I feel like, to a degree yes, there are elements of that in this movie but not to the level of Inglorious Basterds or Django Unchained. It’s much more of a (revisionist) fairy tale, and that’s obvious from the title. QT is playing on Sergio Leone’s Once Upon A Time movies because he’s an homage junkie, but he’s also evoking Brothers Grimm stylings. That sort of framework can soften the blow of the film’s controversies, but there’s still some awkwardness involved with how QT maneuvers around this story’s women, including Sharon Tate (Margot Robbie), in a story about two dudes mourning the passage of time and the influx of all those hippies. I dug the movie and laughed along with everyone else when all acid-fueled hell broke loose, but this doesn’t quite hold up as a fairy tale, does it? Most fairy tales have a hero, and there might not be one here. Or maybe the hero is hiding from us?
The focus of the movie on these two longtime pals isn’t a problem in and of itself. Fairy tales do usually contain a simplified plot, as is the case here, along with plentiful meandering. There’s also a lot to unpack, as is customary with a Tarantino film, along with wrestling with both the subtext and the obviousness of it all. Yet I’m still grappling with how the fairy tale framework could excuse some of the film’s hiccups, if not for a Tarantino-esque complication.

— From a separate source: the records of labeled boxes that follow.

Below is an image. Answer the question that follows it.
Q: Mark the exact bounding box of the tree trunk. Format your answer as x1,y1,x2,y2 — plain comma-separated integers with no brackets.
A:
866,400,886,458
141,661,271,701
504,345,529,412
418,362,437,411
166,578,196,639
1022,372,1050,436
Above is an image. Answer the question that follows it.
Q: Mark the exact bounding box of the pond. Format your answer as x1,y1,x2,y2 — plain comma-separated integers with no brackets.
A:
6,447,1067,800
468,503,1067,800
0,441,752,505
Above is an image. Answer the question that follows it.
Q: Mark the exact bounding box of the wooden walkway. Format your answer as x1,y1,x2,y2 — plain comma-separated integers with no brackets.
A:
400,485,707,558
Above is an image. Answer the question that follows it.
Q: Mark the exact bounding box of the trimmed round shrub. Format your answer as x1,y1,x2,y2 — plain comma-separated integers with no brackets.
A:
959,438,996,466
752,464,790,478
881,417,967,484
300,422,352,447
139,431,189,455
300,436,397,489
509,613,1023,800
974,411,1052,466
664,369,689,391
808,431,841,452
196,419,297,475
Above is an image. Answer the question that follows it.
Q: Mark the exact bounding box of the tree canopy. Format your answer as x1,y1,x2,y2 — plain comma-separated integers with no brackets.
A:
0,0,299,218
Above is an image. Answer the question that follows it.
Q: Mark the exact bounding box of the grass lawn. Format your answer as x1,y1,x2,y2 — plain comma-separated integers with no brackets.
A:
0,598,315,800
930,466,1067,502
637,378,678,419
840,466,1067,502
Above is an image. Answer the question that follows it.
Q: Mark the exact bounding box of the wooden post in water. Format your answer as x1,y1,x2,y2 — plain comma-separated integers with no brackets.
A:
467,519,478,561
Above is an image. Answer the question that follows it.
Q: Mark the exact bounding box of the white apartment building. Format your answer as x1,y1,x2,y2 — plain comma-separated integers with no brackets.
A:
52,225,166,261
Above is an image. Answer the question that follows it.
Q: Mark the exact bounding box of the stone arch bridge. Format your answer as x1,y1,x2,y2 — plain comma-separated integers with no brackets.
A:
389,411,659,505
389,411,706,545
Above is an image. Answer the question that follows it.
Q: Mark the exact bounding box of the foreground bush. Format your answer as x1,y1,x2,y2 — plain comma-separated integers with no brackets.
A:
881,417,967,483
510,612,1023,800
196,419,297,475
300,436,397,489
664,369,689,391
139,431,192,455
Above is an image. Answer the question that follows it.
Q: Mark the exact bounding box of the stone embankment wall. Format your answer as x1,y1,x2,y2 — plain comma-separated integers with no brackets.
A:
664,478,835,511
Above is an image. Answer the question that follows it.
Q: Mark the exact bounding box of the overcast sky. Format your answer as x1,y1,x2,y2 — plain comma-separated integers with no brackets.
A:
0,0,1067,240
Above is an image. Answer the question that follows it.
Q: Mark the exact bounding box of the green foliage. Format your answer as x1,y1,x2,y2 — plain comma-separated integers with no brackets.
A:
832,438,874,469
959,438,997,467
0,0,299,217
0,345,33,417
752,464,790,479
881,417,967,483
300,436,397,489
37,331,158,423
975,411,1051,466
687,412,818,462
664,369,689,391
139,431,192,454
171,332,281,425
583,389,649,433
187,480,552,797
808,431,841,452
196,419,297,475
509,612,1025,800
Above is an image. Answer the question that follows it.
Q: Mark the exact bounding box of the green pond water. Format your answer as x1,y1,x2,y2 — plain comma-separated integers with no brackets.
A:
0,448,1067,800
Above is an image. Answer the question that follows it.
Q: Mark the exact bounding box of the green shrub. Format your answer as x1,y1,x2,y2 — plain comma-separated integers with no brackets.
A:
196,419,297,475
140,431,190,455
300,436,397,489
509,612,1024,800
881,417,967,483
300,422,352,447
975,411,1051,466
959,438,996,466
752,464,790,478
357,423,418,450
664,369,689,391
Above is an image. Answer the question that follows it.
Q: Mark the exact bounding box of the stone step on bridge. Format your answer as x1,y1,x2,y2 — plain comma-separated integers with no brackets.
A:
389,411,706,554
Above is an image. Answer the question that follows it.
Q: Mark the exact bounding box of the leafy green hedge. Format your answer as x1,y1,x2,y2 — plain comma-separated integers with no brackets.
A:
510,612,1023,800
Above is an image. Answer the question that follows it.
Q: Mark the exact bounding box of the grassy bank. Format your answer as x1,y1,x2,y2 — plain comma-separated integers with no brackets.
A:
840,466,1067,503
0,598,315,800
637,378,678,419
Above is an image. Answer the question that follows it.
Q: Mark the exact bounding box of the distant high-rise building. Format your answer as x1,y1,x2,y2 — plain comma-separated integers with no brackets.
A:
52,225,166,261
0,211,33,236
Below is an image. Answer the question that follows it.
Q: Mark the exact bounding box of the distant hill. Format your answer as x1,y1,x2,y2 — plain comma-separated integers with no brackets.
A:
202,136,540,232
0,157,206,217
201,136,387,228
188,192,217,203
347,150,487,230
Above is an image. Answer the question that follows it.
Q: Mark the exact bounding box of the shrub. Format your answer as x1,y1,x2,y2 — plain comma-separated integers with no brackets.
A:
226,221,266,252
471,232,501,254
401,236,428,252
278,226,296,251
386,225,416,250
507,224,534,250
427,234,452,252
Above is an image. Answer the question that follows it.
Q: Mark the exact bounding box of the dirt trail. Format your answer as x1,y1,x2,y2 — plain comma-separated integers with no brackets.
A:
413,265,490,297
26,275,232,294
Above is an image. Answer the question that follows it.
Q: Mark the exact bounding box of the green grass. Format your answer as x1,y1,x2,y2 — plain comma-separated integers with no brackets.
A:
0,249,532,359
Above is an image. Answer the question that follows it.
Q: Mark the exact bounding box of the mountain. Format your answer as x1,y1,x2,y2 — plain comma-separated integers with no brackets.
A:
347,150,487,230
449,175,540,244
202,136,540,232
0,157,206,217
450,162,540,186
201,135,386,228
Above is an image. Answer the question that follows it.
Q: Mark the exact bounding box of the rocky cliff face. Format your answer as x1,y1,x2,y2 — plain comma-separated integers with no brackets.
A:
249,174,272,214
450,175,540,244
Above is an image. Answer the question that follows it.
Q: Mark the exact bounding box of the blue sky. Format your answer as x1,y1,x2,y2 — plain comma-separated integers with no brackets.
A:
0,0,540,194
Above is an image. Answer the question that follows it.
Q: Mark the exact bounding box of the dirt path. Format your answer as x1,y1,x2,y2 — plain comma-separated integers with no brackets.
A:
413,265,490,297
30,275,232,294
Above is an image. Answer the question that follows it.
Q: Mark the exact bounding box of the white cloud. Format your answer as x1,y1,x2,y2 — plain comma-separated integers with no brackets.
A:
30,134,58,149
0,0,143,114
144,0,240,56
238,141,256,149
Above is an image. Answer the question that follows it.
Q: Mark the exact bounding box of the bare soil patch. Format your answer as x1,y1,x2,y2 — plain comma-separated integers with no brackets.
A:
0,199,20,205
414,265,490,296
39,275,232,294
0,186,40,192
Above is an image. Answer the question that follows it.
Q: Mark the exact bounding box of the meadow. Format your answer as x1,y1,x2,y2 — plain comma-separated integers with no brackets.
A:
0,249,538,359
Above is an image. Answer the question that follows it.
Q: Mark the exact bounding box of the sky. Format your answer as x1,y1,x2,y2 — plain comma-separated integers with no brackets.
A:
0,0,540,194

For one thing with fairy tales, the good-vs-evil dichotomy is usually straightforward with characters — with grey areas being rare. That may have presented a challenge, given that Tarantino’s a fan of layered characters and likes to add some background flavor. We know, obviously, that Tate is “good” (she’s blissfully angelic while onscreen), and the Manson Family is “evil” (along with being dumb, especially Tex) and spurred on by a madman, even though Charlie is largely absent (what a waste of
Dewey Crowe Damon Herriman). Most of the other characters are easy to categorize, except Brad Pitt’s Cliff Booth, and that wouldn’t be a huge deal if he wasn’t so central to the storybook outcome.
Cliff’s a tidal wave of ambiguity, man. His acid cigarette can arguably represent the enchanted or magical aspects of a fairy tale, but the guy himself doesn’t inhabit a clear-cut good or evil orientation. This is the case despite his affable mannerisms and the fact that he looks like a simple guy and spends some of his time shirtless on a roof. We do know that he’s steadfastly loyal (as a stunt double, driver, assistant, and armchair therapist) to Leonardo DiCaprio’s Rick Dalton and is an endlessly cool “war hero.” He’s also smart enough to decline the advances of the probably-underage Pussycat (Margaret Qualley).